20-latek był zadowolony nie tylko ze swojego występu, ale przede wszystkim z tego, że Widzewowi udało się wygrać na inaugurację rundy. „Cieszę się, że strzeliłem gola, który pozwolił nam wygrać. Warto jednak podkreślić, że na to zwycięstwo zapracowała cała drużyna” – powiedział po meczu.
Radwański podkreślił, że wszyscy w zespole spodziewali się trudnego wyzwania. „Nastawialiśmy się na to, że jak przyjedziemy, to będzie tu dużo walki, czy to w powietrzu, czy w środku pola. Dobrze wywiązaliśmy się z zadania, które postawił przed nami rywal” – dodał pomocnik.
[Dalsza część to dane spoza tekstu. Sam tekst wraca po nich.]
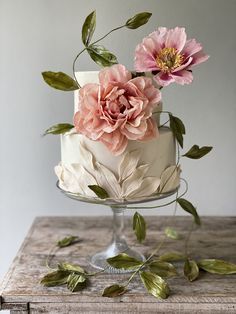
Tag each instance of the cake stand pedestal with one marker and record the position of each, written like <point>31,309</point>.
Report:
<point>118,243</point>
Boisko w Wejherowie należy do jednych z najgorszych w II lidze. Wczoraj również dało się to zauważyć. „Boisko nam nie ułatwiało zadania, nie mogliśmy konstruować wielu ładnych akcji. Pierwsza połowa pokazała jednak, że potrafimy pograć piłką po ziemi. W drugiej było nieco gorzej” – stwierdził 20-latek.
Piłkarz spisał się świetnie w ofensywie, ale sprokurował również rzut karny. Decyzja sędziego Macieja Pelki, który dopatrzył się zagrania ręką, była jednak dość wątpliwa. „Sędzia boczny widział mnie przodem i wskazał na rzut rożny. Decyzję podjął główny, który stał tyłem. Trudno, tak wyszło” – zakończył Adam Radwański.
moim zdaniem bardzo dobry wynik tam dużo zespołów straci punkty nie dość że murawa zła to i przeciwnik bardzo nie wygodny BRAWO!!!!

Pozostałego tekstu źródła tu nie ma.